Hire the best attorney you can afford. Cheap attorneys need to serve more clients to make money. Serving more clients means that they are busier and have less time to dedicate to your case.

Also, cheap attorneys are usually cheap for reason, and, in the end, they cost more. Hiring an attorney whose biggest strength is her cost usually does not end well.

Bad Lawyers Are Too Passive or Too Aggressive

Before you go to trial, your attorney will have a chance to talk the prosecution into giving you everything you want. Most DUI cases are resolved between the DUI attorney and the prosecution without ever going to trial. Unlike trial, negotiations with the prosecutor are all about people-skills.

Bad attorneys are often either too passive or too aggressive. Passive attorneys give up too easily and just want to avoid going to trial. On the other hand, aggressive attorneys make enemies out of the people who will be deciding your future. Judges and prosecutors have long memories. If your attorney prides himself on cheap tricks and ruffled feathers, the odds are that you are the one who is going to pay for it.
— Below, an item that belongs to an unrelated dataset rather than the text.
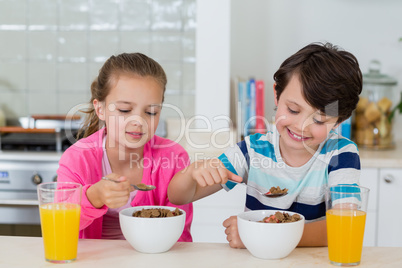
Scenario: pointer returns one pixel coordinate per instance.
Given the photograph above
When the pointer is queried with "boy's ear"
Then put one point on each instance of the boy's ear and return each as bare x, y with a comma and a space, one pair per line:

The best attorneys are friendly, confident, and assertive. They can demand respect while treating others respectfully. If an attorney bad-mouths the judges and prosecutors, odds are that the judges and prosecution are bad-mouthing the attorney. You do not want to be the client of the attorney everyone hates.

Don’t Trust the Unethical Lawyer

Every jurisdiction has that one attorney who markets herself as the attorney who will do anything to “get it done." The courts have long memories, and a lawyer who is not trusted is worthless to you. What is the point of hiring a person no one trusts to convince the court that you are innocent?

Additionally, When attorneys start breaking the rules of professional conduct, the most people being cheated are usually their clients not the prosecutors.

14 Things to Look for in a Good DUI Attorney:

  1. Practices exclusively Criminal Defense
  2. Does mostly DUI or traffic cases
  3. Clearly explains their policys and fees for appeals.
  4. Contract promises to help you with post conviction programs
  5. Returns your phone calls promptly and is easy to get a hold of
  6. Always make time to meet with you
  7. Gets along well with the judges and prosecution
  8. Is confident and assertive
  9. Has no ethical complaints filed against her
  10. Will not “delegate" your case to someone else
  11. Will listen carefully and answer all of your questions
  12. Empowers you to make your own decisions instead of telling you what you should do.
  13. Organized and detail oriented (How does her office and appearance look?)